Соня вся даже вскинулась:
– Санечка! Да как же ты не понимаешь?! Ведь ты этим искажением ударения как бы бросаешь вызов всем реакционерам от филологии: ты та-ак ви-и-дишь! Блок тоже слово «желты» писал через «о». А Гоголь вообще в грамматике профан был… Может быть, поэтому и головкой приболел, ударившись в церковный фанатизм… Ха-ха! А кто-то еще из великих – не помню, кто, – писал, что, если он считает, что перед словом «что» не надо ставить запятую, он никогда не поставит! И вообще, я полагаю, что поэзия – это предтеча всех новшеств в человеческой жизни, в ее улучшении, упрощении, уничтожении всех тухлых стереотипов, штампов, дурацких, старомодных правил, наконец, всего русского языка! Вот американцы упростили так называемый классический английский! И как это хорошо, просто для общения и звучно получилось…
Соня была явно «в ударе». После того как мы осушили наши стаканы за меня, она наполнила их сама снова и продолжала:
– Я думаю, что поэзия есть в разных жанрах искусства. Иначе бы оно не было искусством, а просто, хм, – декоративно-прикладным, с позволения сказать, творчеством, лубком, если хотите, чем-то второстепенным после основной работы… Среди нас есть еще один поэт. Поэт в фотографии. И все мы знаем, что это – Эдик. Он, как всегда, пришел с кофром, который, я уверена, скрывает его новые произведения. Давайте выпьем за поэзию Эдика, после чего он откроет свой волшебный кофр и порадует нас своими находками.
– Сонечка, – встрепенулась Галя, – а не слишком ли мы часто пьем? Если так дело пойдет дальше, мы скоро выпьем весь запас, и нам придется расходиться. А значит, я не смогу прочитать свои новые стихи…
– Галочка, – перебила ее Соня, на мгновение, подняв веки и сверкнув на Галю своими очаровательными глазами-маслинами. – Я же хозяйка! И должна делать так, чтобы гостям было комфортно и ни на секунду не скучно. И будь спокойна, я тебя отсюда не выпущу, пока мы не услышим твоих стихов.
– Ну, а сейчас, – она подняла бокал, – за Эдика.

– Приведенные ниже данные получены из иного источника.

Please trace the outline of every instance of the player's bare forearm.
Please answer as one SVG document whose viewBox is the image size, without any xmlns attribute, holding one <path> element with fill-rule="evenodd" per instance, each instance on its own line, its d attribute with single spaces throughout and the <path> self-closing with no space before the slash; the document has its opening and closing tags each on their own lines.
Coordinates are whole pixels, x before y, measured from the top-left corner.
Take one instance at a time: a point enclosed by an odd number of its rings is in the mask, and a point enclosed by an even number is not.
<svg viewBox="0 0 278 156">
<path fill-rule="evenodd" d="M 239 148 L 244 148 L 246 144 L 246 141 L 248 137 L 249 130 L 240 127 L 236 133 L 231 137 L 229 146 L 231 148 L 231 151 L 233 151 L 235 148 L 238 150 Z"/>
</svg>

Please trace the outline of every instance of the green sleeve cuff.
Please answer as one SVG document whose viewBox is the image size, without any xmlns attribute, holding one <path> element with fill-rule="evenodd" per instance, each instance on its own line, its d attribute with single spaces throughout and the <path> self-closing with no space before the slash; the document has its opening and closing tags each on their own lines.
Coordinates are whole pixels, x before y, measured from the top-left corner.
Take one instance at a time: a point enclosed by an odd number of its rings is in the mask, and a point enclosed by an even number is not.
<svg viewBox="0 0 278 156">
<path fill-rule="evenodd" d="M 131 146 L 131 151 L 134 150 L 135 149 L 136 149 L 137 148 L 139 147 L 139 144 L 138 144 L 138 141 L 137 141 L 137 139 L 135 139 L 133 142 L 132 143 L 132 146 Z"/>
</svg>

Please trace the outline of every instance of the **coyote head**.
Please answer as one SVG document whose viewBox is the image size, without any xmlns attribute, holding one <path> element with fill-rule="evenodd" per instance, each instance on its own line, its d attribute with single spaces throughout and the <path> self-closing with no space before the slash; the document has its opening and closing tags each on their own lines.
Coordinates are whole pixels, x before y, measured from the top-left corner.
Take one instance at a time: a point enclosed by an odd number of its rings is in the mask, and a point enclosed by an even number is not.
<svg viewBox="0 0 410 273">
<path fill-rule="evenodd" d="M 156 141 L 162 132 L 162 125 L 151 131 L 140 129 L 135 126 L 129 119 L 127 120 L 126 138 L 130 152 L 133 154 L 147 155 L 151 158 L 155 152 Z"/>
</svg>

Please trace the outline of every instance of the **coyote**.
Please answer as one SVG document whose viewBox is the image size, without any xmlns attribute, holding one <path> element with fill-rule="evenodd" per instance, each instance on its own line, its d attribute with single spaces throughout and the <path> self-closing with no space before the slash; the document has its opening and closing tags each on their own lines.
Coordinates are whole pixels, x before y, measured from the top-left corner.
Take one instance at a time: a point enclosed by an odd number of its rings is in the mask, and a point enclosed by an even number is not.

Эдик слегка стушевался. Глаза его еще больше погрустнели. Из кофра был изъят увесистый черный конверт. Мы сдвинулись поближе, чтобы смотреть всем вместе, а не передавать друг другу, доставая по одной. Эдик объявлял названия своих поэтических фотографий.
– Это – «На горах Вавилонских».
Мы увидели две обнаженные пышные женские груди, сдвинутые друг к дружке ладонями их лежащей хозяйки, ни тело, ни лицо которой, впрочем, в кадр не попали.